As Palmer states in his second paragraph: “Community begins not externally but in the recesses of the human heart. Long before community can be manifest in outward relationships, it must be present in the individual as “a capacity for connectedness”—a capacity to resist the forces of disconnection with which our culture and our psyches are riddled, forces with names like narcissism, egotism, jealousy, competition, empire-building, nationalism, and related forms of madness in which psychopathology and political pathology become powerfully intertwined.” Religious traditions today have lost more and more of the wisdom necessary for this "recess of the human heart" work. It's very challenging for traditional folks to get out of the way and relax, receive. Particularly when their sadness at apparent losses of tradition are so unconscious, so ungrieved.
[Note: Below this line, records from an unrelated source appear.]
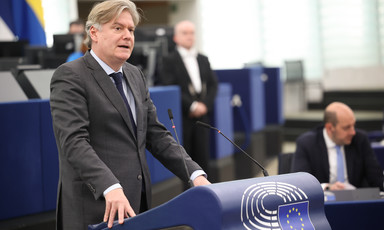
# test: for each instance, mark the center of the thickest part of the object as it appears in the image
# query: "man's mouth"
(124, 46)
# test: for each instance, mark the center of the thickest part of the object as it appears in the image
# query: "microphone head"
(203, 124)
(170, 114)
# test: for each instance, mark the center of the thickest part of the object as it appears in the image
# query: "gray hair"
(106, 11)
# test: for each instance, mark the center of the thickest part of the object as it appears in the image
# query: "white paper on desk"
(348, 186)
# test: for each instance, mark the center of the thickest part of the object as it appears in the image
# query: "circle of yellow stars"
(295, 211)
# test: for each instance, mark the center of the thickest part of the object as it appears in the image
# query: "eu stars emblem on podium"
(295, 216)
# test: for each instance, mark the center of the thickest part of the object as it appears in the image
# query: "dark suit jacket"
(174, 72)
(96, 142)
(362, 166)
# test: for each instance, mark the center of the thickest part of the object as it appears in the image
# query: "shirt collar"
(328, 141)
(186, 53)
(103, 65)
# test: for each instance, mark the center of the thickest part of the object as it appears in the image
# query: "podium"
(289, 201)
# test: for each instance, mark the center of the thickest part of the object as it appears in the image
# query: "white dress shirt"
(131, 102)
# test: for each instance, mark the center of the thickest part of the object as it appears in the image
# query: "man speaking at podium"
(103, 120)
(337, 154)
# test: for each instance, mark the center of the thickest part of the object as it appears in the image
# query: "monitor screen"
(12, 48)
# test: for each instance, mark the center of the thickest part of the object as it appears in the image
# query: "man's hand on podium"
(116, 202)
(200, 180)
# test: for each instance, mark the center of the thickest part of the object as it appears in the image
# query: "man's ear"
(328, 126)
(93, 33)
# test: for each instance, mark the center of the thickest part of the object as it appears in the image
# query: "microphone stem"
(181, 150)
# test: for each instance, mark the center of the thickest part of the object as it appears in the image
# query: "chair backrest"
(285, 162)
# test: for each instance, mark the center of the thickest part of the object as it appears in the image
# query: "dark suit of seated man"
(317, 153)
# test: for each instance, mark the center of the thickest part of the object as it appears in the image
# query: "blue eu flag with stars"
(295, 216)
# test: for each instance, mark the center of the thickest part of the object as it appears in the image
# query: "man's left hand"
(200, 180)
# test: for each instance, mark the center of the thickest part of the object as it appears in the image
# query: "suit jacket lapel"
(109, 89)
(134, 89)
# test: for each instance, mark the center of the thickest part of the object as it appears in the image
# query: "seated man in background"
(337, 154)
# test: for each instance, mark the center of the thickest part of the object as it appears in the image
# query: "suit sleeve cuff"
(115, 186)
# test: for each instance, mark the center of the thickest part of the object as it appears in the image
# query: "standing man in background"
(103, 120)
(191, 71)
(337, 154)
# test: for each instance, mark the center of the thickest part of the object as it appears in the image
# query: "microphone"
(257, 163)
(190, 183)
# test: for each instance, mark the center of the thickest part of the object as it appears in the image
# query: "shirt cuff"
(115, 186)
(197, 173)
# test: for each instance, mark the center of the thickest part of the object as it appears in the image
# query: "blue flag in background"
(25, 19)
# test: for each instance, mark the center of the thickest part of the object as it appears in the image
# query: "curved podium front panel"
(289, 201)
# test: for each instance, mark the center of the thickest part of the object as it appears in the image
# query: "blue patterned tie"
(340, 164)
(117, 77)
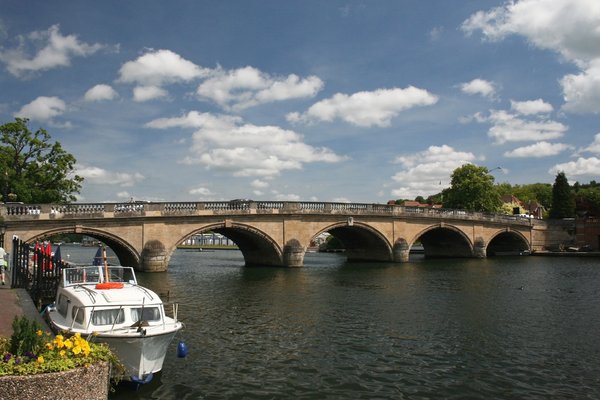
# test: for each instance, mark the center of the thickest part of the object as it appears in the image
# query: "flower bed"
(35, 365)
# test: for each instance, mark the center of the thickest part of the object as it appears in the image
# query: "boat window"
(78, 314)
(62, 305)
(149, 314)
(108, 317)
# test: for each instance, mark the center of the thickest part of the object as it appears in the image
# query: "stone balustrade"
(13, 212)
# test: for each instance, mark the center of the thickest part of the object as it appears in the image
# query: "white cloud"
(146, 93)
(569, 27)
(531, 107)
(42, 109)
(581, 167)
(259, 184)
(538, 150)
(582, 91)
(285, 197)
(201, 191)
(247, 87)
(226, 143)
(160, 67)
(101, 176)
(480, 87)
(508, 127)
(423, 172)
(51, 50)
(366, 109)
(100, 93)
(594, 147)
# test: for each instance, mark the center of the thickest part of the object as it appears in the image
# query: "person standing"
(3, 264)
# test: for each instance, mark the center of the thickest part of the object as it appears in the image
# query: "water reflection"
(521, 327)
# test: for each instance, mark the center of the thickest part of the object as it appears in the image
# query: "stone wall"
(90, 383)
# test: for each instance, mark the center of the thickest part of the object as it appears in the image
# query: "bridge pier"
(293, 254)
(401, 251)
(479, 248)
(154, 257)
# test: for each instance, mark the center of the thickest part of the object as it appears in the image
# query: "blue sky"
(360, 101)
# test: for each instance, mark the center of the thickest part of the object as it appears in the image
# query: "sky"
(344, 101)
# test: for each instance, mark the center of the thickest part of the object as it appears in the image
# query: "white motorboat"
(106, 304)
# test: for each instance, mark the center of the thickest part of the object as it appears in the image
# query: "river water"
(504, 328)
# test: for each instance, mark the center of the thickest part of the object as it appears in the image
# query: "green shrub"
(33, 351)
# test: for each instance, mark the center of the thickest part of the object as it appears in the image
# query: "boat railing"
(97, 274)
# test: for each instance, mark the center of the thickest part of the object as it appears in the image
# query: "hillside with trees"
(35, 169)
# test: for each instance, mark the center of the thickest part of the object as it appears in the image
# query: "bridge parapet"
(16, 212)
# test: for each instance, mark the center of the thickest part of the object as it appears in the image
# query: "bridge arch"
(444, 241)
(124, 251)
(361, 241)
(507, 242)
(257, 247)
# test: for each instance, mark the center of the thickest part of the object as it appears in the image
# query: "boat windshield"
(97, 274)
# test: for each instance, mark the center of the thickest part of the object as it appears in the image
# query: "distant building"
(587, 232)
(530, 208)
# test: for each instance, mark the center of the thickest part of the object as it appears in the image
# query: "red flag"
(35, 250)
(48, 258)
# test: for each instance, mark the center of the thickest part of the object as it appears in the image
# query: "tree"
(472, 188)
(563, 200)
(35, 170)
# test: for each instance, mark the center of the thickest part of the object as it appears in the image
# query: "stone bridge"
(276, 233)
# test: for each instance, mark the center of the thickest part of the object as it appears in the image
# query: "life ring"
(109, 285)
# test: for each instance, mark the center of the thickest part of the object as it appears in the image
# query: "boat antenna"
(105, 264)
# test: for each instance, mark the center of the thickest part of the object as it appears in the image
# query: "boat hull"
(142, 355)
Seems like next post invited is practicing receptivity in a world in which vulnerability can be penalized. How do we practice receptivity, so to develop our capacity for connectedness beyond what we’ve known in church, civic settings, family?


What is meant by inner work here, in a world demonstrating little but advocacy and resistance, posturing and proclaiming? More to come... Until then...


Connect, so you can connect again later. It may not seem like much, but it models a receptivity and a practice of connecting significant for what community might eventually come to mean.